On the Diminishing Returns of Width for Continual Learning
Etash Guha, Vihan Lakshman
TL;DR
This work addresses catastrophic forgetting in continual learning by establishing a finite-width theoretical framework that links network width $W$, depth $L$, sparsity $\alpha$, and task count to the continual-learning error $\epsilon_{t,t'}$. It shows that increasing width yields diminishing returns in reducing forgetting, with a bound that decays as $W^{-\beta}$ and scales with the number of tasks, while empirical results across rotated vision benchmarks and Wide ResNet architectures validate both the trend and the underlying lazy-training intuition.

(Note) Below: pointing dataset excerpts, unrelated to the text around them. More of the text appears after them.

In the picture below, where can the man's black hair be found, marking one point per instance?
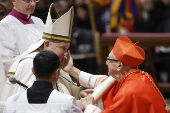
(45, 63)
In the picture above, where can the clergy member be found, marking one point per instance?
(133, 92)
(41, 97)
(56, 37)
(19, 30)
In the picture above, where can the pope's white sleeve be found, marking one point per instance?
(90, 81)
(74, 107)
(8, 46)
(92, 109)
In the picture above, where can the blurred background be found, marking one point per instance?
(96, 21)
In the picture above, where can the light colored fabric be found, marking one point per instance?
(92, 109)
(57, 103)
(2, 76)
(17, 37)
(24, 74)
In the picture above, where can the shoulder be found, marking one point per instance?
(59, 95)
(14, 98)
(8, 20)
(36, 19)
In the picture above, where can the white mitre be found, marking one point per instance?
(57, 29)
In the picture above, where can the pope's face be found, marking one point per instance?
(23, 7)
(112, 64)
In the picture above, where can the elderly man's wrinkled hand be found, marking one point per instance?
(86, 92)
(66, 63)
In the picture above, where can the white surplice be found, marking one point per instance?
(16, 37)
(24, 74)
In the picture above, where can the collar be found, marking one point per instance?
(42, 84)
(25, 19)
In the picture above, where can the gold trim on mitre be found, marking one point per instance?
(56, 38)
(60, 29)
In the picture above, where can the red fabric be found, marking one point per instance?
(136, 95)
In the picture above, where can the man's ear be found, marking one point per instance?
(33, 70)
(46, 44)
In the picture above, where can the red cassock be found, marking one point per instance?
(134, 93)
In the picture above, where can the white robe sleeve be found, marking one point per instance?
(8, 46)
(92, 109)
(23, 74)
(90, 81)
(75, 108)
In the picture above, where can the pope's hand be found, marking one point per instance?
(84, 93)
(67, 63)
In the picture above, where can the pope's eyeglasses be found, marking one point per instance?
(28, 1)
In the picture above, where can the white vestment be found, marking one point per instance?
(57, 103)
(16, 38)
(24, 74)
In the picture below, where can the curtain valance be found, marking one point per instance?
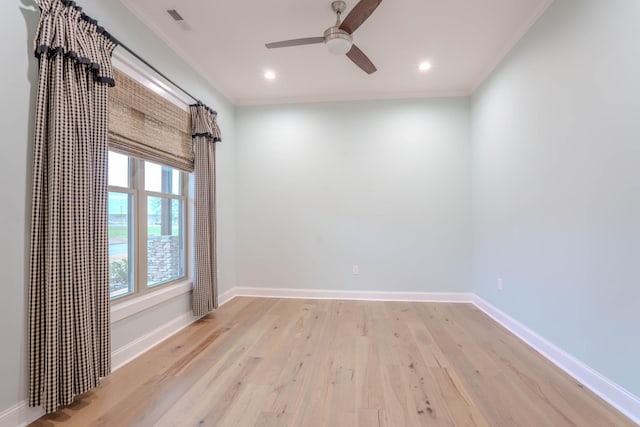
(65, 30)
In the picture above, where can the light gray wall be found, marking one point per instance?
(556, 184)
(381, 184)
(18, 24)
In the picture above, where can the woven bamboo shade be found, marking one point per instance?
(143, 124)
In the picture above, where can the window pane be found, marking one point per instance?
(161, 179)
(165, 240)
(120, 244)
(118, 169)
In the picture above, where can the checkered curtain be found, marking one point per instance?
(69, 342)
(205, 133)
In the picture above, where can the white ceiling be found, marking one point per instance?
(224, 40)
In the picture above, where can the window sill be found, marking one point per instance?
(134, 306)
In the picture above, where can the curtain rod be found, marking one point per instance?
(110, 36)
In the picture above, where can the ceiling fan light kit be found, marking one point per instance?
(339, 39)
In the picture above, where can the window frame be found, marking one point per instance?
(139, 235)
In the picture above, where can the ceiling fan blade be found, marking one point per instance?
(361, 60)
(295, 42)
(359, 14)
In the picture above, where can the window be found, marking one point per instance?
(147, 225)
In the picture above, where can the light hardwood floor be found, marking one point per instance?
(292, 362)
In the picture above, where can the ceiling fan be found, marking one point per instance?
(339, 39)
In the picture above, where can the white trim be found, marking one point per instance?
(385, 96)
(612, 393)
(509, 45)
(226, 296)
(20, 415)
(130, 351)
(453, 297)
(133, 306)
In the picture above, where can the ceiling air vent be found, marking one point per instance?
(175, 15)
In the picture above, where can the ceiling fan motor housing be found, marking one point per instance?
(338, 41)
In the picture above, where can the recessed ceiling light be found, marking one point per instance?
(424, 66)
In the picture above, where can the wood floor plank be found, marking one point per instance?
(287, 362)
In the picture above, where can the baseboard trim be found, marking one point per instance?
(612, 393)
(130, 351)
(453, 297)
(20, 415)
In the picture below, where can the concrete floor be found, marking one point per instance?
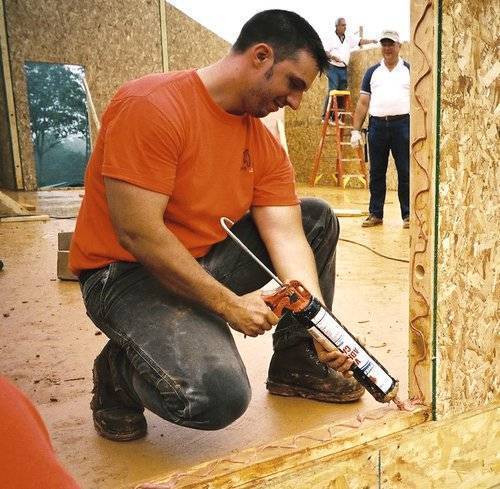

The analysis reveals that width acts as a functional regularizer, depth exacerbates forgetting, and row-wise sparsity can further mitigate forgetting without sacrificing accuracy, offering a nuanced view beyond simply widening networks. The results have practical implications for designing scalable continual learning systems, suggesting that combining width with targeted sparsity and regularization strategies may better manage forgetting than width alone.
Abstract
While deep neural networks have demonstrated groundbreaking performance in various settings, these models often suffer from \emph{catastrophic forgetting} when trained on new tasks in sequence. Several works have empirically demonstrated that increasing the width of a neural network leads to a decrease in catastrophic forgetting but have yet to characterize the exact relationship between width and continual learning. We design one of the first frameworks to analyze Continual Learning Theory and prove that width is directly related to forgetting in Feed-Forward Networks (FFN). Specifically, we demonstrate that increasing network widths to reduce forgetting yields diminishing returns. We empirically verify our claims at widths hitherto unexplored in prior studies where the diminishing returns are clearly observed as predicted by our theory.